Helen dropped me off at the end of the St. Charles line and went on to the airport. I took the trolley back and met Kristina at her gallery. We walked to Faubourg-Marigny, the hip, trendy neighborhood just east of the French Quarter, and met David, a Morocco RPCV in the stage after ours, for dinner; we then went on to a bar for some swing music. Another evening of great food and live music in New Orleans!


And I was up early the next day for a 7:05 departure – at the Amtrak station! I boarded the Crescent, which they advertise as going from “the big Easy to the big Apple.” I had felt anxious when Helen left and I started to think about the future, but relaxed once I got on the train, there was not much to do but relax and enjoy the next 30 hours! No sightseeing car, no Rails and Trails commentary. I chose not to be in a roomette – it then took most of last week to catch up on sleep, so maybe the roomette would have been worth it, but that’s okay. We crossed Lake Ponchartrain and went through bayou country. Mississippi seemed to be a state of green trees, lots of undergrowth, and trailer homes. Alabama looked similar, except that the area around Birmingham was very industrial.




We got to the Central Time/Eastern Time divide (i.e. the Georgia border) just as it was getting dark, passed through Atlanta, and hit the South Carolina border at lights out (10:00). I had two seats to myself for most of the day, and I finished a book I had started on the plane, started and finished another, and started another.

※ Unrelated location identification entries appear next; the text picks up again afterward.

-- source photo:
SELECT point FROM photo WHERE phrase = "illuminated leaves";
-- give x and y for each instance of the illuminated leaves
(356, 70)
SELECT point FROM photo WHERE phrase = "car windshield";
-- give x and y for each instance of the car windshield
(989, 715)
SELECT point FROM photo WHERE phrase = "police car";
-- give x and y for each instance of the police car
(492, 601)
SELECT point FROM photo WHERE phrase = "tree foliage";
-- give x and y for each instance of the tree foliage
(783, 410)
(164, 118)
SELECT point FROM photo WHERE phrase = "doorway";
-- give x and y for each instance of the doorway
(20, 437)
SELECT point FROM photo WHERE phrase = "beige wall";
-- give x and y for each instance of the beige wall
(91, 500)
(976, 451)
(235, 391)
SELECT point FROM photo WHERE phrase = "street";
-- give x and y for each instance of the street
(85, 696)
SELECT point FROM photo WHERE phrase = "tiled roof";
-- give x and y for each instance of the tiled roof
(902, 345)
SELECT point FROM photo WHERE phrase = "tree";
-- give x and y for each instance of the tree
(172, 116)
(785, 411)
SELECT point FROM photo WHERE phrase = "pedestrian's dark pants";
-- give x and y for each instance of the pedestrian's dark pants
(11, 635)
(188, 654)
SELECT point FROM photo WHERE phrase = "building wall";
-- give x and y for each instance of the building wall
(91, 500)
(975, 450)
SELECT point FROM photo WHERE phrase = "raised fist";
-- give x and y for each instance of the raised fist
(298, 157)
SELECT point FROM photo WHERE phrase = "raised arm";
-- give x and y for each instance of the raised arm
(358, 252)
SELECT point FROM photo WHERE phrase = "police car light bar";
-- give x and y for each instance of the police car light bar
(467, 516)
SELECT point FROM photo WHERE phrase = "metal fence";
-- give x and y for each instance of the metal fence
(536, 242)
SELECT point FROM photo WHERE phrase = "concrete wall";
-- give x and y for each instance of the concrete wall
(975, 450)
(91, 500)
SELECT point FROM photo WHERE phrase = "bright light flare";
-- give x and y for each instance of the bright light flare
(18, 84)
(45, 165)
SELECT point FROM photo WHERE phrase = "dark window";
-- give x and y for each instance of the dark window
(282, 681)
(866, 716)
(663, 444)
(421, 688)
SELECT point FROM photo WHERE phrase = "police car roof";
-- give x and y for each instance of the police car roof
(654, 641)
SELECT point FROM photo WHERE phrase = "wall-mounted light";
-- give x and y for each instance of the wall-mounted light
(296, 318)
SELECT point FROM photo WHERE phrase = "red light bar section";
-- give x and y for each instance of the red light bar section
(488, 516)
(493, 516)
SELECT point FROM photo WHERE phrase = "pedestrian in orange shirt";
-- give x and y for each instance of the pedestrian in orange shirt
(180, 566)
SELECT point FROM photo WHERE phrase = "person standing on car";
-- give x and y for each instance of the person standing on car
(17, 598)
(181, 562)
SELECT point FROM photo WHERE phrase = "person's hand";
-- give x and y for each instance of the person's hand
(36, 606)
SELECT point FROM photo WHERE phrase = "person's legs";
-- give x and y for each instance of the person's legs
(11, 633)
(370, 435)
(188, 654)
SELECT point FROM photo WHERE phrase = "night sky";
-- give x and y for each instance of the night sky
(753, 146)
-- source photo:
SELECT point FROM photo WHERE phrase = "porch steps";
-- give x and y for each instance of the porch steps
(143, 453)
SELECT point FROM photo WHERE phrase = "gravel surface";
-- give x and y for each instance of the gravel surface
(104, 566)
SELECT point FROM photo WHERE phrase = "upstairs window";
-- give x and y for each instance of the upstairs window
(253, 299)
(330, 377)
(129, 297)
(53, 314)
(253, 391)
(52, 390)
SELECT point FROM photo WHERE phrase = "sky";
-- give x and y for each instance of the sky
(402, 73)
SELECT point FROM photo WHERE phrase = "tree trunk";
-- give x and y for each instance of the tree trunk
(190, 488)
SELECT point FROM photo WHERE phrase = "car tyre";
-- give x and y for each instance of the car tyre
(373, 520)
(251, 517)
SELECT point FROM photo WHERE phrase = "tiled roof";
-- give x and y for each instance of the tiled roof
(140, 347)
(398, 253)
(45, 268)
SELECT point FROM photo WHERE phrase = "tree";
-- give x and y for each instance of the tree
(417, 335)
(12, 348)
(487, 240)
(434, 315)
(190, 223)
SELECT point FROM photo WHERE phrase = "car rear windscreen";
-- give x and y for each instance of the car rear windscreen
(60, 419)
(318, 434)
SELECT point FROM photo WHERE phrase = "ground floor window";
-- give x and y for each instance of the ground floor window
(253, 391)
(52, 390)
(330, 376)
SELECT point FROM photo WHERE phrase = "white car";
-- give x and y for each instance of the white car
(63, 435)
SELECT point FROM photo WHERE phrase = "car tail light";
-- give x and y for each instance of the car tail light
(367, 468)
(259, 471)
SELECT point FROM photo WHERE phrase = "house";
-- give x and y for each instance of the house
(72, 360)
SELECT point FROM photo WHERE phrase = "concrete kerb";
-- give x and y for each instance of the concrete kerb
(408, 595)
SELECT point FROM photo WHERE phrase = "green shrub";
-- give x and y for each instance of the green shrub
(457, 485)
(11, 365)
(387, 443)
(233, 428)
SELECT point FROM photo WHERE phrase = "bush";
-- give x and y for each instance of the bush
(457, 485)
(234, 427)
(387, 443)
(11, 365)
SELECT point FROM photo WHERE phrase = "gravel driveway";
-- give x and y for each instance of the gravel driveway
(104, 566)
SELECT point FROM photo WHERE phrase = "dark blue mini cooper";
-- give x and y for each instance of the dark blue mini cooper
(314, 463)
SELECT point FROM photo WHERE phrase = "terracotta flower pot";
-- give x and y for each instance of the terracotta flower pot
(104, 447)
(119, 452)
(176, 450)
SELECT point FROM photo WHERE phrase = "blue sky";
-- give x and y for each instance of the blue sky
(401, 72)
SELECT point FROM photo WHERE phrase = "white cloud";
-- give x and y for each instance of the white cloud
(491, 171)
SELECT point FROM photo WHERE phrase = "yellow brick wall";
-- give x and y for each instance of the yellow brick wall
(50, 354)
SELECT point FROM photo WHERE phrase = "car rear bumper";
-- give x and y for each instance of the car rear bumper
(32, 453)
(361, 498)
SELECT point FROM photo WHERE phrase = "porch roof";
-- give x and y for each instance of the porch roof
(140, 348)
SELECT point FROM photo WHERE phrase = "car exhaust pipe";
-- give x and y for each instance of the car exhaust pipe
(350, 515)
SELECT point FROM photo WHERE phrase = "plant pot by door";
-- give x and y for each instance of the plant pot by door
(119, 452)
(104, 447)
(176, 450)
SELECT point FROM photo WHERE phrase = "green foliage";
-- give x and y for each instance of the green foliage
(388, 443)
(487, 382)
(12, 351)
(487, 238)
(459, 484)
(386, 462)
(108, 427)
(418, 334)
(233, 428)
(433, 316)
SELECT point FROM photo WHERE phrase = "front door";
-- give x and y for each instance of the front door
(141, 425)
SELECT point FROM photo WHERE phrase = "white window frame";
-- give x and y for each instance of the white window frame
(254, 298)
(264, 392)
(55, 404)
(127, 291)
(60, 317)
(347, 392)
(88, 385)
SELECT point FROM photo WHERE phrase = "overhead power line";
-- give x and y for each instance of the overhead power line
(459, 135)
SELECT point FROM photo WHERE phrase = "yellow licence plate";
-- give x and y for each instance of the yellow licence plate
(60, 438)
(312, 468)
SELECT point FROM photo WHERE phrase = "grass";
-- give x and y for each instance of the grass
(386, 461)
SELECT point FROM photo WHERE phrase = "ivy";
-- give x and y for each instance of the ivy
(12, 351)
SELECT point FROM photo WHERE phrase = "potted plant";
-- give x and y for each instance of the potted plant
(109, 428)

I had lunch in the dining car and dinner in the cafĂ© car; it seemed that most of the people on the trip had spent Thanksgiving with loved ones and seemed sad to be going back up north. I was in a deepish sleep when, around midnight, they woke me up and told me that someone would be occupying the seat next to me when we reached the next stop; I never really slept after that, but I did doze. Woke up in Virginia – in farm country, near the sites of some of the Civil War battles I’d just finished reading about. I breakfasted in the dining car and imagined the armies marching and digging in over the gently rolling terrain. And then the train hit the Northeast Corridor and traveled a route I’d taken many a time. Sometimes you get on those trains and you see people who seem to have been on the train all night – well, now I was one of those people. No more leaves on the trees. The Chesapeake, Boathouse Row, the swamps of Jersey – no tourist swamp boat tour here! - and on to Penn Station, New York. I’ve loved my train travel this year!